La mañana del 13 de marzo —cuando comenzaba
el Cónclave y con él las lógicas y legítimas conductas devocionales de la grey
católica— una banda de enajenados que se autotitula Movimiento Popular La Dignidad, tomó por asalto la Catedral de Buenos
Aires.
Los motivos invocados no vienen al caso;
y lo decimos ex profeso. Porque los que se expresaron como tales no justifican
en absoluto el copamiento de un templo católico. Para ser honestos, hubiera sido
tan descabellado e improcedente entrar por la fuerza a una sede religiosa de
cualquier otro signo. Si de defender la educación pública se trataba, o del reparto
más equitativo de los subsidios gubernamentales, cabían mil medidas de protesta,
en otros tantos sitios de la ciudad.
Pero no. La naturaleza manifiestamente
marxista y repugnante de la canalla que protagonizó los hechos, lo que buscaba
era profanar la casa mayor de la catolicidad porteña, en una fecha de particular
recogimiento espiritual; y eso hicieron, durante largas horas. Ante la pasividad
cómplice de ambos gobiernos —el nacional y el porteño— y la aquiescencia del
clero, supuestamente a cargo del templo, cuya mayor osadía fue negociar una tregua
con los asaltantes, para que no hicieran tronar sus bombos y sus vómitos durante
la misa matutina. Es comprensible; el padrecito Alejandro Russo —actual rector
catedralicio— no tiene precisamente el perfil apolíneo de los mártires de Barbastro.

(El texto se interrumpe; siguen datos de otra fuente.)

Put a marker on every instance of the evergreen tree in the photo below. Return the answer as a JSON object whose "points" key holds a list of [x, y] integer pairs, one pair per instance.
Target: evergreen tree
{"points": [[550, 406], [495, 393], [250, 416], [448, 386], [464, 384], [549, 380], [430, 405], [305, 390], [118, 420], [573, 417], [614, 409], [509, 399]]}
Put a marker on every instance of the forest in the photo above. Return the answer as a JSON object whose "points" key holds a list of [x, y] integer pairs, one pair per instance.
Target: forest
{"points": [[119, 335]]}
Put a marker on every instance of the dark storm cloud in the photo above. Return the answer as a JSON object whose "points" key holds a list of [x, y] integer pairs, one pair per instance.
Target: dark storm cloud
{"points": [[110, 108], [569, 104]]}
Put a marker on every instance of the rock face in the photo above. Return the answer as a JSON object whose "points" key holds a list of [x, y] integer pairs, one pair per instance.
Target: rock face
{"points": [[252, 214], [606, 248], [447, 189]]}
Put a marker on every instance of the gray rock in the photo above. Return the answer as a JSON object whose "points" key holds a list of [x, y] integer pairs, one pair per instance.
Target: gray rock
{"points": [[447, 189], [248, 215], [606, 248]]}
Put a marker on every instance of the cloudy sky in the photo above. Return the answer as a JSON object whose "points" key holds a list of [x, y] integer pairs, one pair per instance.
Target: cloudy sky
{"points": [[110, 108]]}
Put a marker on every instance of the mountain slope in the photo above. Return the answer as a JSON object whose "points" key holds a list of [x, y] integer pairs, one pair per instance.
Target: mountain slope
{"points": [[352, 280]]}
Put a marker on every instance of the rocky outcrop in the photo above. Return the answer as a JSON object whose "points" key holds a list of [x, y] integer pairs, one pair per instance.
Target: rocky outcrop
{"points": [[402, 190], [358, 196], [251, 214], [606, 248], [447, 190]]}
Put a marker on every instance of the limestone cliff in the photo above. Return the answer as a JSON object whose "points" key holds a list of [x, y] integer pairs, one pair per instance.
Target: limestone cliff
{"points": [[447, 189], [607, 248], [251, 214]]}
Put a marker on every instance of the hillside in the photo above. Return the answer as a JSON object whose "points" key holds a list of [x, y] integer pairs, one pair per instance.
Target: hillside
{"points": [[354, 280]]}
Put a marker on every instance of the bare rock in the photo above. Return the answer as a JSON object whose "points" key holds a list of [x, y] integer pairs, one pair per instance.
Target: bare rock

La noche de ese negro día profanatorio,
una taberna —o cosa parecida, de los tantos predios y bienes materiales que regentea
“La Dignidad” con evidentes apoyos
oficiales— fue atacada por algunas personas, en lo que pareció ser una clásica
actitud reactiva e indignada al sacrilegio que previamente se había perpetrado.
Desde entonces y hasta hoy una marejada de ayes, quejas, lamentaciones y jeremiadas
no cesan de emitirse desde los multimedios de los profanadores, bajo el indigno
y común denominador de arrogarse ellos el carácter de víctimas, como si nada,
absolutamente nada, hubieran protagonizado previamente que los colocara en el
lugar de victimarios. Sin mengua claro, de amenazar con repetir el modus operandi
cuando lo crean conveniente.
Hagamos sencillísima la comprensión de
esta breve crónica, para que algún tarado —de los que nunca faltan— no quiera
pescar en río revuelto o lanzar acusaciones al voleo. Porque las cosas son fáciles
y trágicas de comprender a la vez: no se puede causar un daño impensado, imprevisto,
artero e injustificado sin que el mismo suscite alguna reacción en el ofendido.
Está en la lógica de los hechos —y hasta en su misma dinámica física— que si le
tiro una trompada a alguien, sin causa ni motivo, el otro me la quiera devolver.
Ergo: o no trompeo a nadie sin razones, o me aguanto la piña del atacado. Entonces,
muchachos de “La Dignidad”, pónganse
de acuerdo con ustedes mismos. Si hacen la Revolución con los dineros de Macri,
Lázaro Báez y Cristóbal López, lo más aconsejable es no pasarse de locuras. Porque
si se hacen los loquitos más allá de los límites burgueses permitidos por sus
millonarios patrones, siempre habrá un cuerdo —esto es, alguien poseído de santa
locura— que no esté dispuesto a que le copen la parada.